Paul Newman plays Essex, returning to the northern city of his youth with his pregnant gal Viva in tow. In the city he finds his brother, Francha (Thomas Hill), who is also a game player. Essex, however, a hardened seal hunter (!!!!!), can hardly stand this life of leisure and goes out looking for work. But the minute he does, Francha's place is bombed, killing him and Viva and Viva's baby. Essex immediately takes up their cause and instantly finds a list with ornately scrawled names that is a clue so loud and obvious that Frank and Joe Hardy would have demanded a re-write. Nevertheless, Essex becomes a wintry gumshoe, discovering the bomber is a guy conspicuously named St. Christopher (Vittorio Gassman), which, of course, means the "Christ-bearer", and in this case the "Christ-bearer" leads Essex not to Christ but to an understanding of existence's inherent existentialism, or thereabouts, leading our faux-detective to the Hotel Electra where "the game" will become the explanation.
The cinematography blurs the edges of each frame, eliciting the sensation that you are watching through a frosted mug, the goings-on shot on a leftover Krypton set from "Superman: The Movie", apparently. "Quintet" is a peculiar hybrid, like "Blade Runner" set on Hoth but with everyone dressed and speaking as if it's "Christopher Columbus: The Discovery." And Paul Newman, forced to follow an inexplicable trail to avenge his brother and lover, is shockingly devoid of emotion toward the loss of his loved ones, though maybe that's just the cold; it's hard to harbor a genuine grudge, man, when you're freezing your ass off. "Do you still have hope?" Essex is asked, and I suppose he does, but more often than not Newman seems entirely devoid of any, just trying to solve this crime so the credits can blessedly roll.
To help maintain my attention throughout this snowbound grind I kept imagining the look on Joanne Woodward's face during the "Quintet" premiere. "What the f***?" she probably thought with a face mired in confusion.
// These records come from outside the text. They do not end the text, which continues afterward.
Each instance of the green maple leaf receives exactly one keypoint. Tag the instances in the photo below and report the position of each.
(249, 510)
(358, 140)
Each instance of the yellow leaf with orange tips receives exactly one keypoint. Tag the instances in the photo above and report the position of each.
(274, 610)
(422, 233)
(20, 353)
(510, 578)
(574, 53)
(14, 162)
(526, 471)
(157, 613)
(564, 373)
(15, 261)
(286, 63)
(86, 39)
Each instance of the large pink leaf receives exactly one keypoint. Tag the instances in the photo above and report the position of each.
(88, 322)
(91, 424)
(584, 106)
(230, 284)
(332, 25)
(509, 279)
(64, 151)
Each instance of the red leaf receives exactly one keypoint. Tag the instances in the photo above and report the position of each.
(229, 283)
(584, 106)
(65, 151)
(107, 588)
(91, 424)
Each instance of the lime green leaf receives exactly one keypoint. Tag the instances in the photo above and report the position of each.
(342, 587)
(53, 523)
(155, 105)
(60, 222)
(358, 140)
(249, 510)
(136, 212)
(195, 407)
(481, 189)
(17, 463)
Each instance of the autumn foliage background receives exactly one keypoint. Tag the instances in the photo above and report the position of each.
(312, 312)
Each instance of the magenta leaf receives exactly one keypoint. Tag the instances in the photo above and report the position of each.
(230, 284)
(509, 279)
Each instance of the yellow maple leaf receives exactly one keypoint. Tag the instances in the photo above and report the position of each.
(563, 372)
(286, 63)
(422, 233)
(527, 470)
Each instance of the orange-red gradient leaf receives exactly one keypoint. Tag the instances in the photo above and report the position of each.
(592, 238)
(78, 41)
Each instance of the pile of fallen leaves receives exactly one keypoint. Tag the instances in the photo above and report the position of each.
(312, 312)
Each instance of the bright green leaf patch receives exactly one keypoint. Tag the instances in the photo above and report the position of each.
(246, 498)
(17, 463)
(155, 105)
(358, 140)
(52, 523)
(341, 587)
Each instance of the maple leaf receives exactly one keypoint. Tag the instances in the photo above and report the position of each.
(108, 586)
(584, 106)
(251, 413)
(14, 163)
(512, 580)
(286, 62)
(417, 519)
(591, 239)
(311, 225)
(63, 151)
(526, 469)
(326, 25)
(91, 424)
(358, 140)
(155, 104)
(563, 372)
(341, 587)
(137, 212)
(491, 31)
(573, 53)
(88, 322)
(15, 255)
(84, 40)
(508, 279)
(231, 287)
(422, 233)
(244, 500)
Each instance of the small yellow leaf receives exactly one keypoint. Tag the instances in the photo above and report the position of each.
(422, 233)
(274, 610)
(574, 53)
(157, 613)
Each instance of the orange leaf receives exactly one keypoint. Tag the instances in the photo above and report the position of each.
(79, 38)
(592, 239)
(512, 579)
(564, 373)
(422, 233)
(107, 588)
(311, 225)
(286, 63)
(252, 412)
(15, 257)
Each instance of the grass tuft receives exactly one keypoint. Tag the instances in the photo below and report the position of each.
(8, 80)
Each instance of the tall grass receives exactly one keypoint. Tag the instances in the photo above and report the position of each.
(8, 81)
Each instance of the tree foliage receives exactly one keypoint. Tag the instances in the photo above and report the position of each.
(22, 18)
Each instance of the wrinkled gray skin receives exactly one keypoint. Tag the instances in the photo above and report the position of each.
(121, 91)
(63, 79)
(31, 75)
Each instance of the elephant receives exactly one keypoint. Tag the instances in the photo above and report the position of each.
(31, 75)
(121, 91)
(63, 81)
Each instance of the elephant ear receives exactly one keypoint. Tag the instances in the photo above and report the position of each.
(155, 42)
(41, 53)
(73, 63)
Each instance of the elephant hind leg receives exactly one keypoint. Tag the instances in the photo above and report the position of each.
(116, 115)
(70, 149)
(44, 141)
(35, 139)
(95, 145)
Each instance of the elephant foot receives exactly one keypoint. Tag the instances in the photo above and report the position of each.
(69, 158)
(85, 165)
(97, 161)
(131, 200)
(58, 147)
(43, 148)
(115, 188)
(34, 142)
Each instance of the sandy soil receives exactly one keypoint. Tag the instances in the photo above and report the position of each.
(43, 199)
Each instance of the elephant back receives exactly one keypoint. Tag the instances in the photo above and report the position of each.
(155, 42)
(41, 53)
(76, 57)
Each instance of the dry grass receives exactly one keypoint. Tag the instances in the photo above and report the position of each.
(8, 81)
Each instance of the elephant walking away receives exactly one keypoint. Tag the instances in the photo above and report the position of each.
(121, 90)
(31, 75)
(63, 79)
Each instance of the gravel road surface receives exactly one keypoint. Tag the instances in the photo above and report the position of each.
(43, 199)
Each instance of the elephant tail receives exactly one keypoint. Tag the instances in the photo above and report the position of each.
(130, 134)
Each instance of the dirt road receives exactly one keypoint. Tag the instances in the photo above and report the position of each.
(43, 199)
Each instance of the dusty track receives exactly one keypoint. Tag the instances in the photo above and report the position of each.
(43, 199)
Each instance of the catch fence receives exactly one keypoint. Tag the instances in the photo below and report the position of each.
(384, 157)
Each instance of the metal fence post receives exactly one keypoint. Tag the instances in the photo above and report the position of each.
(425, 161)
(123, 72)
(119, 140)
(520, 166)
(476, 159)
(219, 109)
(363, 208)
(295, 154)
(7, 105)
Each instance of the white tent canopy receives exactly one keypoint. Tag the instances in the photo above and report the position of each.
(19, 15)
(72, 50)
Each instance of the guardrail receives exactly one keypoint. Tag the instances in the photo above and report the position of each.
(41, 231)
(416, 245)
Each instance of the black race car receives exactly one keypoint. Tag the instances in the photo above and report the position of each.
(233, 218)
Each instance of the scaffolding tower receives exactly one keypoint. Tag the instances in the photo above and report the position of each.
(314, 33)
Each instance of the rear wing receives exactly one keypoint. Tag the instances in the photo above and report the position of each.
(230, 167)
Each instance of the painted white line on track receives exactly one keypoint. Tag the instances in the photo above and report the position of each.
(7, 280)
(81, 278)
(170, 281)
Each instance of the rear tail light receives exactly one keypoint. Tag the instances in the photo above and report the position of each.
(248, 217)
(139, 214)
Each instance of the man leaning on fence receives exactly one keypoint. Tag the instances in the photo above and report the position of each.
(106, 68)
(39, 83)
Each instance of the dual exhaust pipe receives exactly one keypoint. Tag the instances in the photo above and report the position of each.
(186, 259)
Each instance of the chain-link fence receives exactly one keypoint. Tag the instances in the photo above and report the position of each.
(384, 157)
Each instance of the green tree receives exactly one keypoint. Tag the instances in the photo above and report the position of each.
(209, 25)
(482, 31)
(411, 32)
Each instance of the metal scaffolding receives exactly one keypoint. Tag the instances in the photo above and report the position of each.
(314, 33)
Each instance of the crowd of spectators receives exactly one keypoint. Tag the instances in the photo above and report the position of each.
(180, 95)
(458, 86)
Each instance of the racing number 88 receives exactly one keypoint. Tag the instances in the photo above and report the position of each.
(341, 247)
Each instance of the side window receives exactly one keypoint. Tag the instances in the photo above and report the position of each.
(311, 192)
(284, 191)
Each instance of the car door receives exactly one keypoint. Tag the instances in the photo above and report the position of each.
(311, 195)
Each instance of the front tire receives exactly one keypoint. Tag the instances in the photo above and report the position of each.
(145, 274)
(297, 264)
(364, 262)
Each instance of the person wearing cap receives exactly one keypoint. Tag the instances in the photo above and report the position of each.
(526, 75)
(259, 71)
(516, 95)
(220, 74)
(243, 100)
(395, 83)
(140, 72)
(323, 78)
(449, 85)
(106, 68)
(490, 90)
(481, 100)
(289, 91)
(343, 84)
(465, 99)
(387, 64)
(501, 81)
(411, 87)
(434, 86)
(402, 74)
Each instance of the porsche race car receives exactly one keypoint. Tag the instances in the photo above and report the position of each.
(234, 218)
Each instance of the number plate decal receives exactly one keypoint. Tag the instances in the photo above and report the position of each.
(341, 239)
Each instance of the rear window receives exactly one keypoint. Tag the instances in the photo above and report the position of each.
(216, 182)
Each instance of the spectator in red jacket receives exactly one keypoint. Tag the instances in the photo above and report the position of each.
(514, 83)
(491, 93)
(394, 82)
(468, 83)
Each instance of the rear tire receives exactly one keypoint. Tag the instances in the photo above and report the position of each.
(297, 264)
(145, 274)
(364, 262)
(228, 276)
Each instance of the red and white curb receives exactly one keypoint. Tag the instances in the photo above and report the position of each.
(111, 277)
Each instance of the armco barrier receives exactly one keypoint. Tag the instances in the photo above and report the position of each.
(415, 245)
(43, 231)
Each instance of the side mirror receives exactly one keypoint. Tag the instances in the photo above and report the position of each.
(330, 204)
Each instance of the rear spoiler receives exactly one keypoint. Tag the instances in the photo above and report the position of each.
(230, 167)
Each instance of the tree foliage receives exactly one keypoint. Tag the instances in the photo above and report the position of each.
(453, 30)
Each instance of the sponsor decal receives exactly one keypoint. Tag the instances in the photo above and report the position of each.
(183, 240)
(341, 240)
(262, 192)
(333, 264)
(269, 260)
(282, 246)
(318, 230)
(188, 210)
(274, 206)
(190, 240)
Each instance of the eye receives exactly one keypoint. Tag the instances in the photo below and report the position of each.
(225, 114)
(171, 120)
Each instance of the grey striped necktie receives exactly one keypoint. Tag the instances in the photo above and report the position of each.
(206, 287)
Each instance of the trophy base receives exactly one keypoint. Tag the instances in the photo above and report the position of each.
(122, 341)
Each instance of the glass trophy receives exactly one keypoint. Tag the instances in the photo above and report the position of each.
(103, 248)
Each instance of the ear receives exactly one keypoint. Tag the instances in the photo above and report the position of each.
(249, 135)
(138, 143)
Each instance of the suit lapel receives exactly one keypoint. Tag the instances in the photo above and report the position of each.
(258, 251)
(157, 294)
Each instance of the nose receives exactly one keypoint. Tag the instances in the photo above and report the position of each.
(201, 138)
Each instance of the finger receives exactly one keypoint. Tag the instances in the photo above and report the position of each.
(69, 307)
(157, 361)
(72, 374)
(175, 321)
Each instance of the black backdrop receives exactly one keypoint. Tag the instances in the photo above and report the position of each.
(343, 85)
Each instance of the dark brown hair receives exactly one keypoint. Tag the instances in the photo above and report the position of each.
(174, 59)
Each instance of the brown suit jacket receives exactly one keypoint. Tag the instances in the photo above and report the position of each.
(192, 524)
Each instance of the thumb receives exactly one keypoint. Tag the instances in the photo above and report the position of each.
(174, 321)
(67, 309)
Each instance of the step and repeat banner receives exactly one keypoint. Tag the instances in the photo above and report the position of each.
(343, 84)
It probably looked no different than her husband's positively priceless expression of awe-inspiring bewilderment when his character wanders into the middle of some sort of keynote address where a grandiose dude is laying out civilization's ethos. "You have been taught that the universe has but five sides and that life has but five stages," he explains. "But this is not accurate, for five sides demand a sixth space, a center, and that is what you have to look forward to." What is the sixth space, you wonder? He answers. "It's empty. It's blackness." It's "Quintet."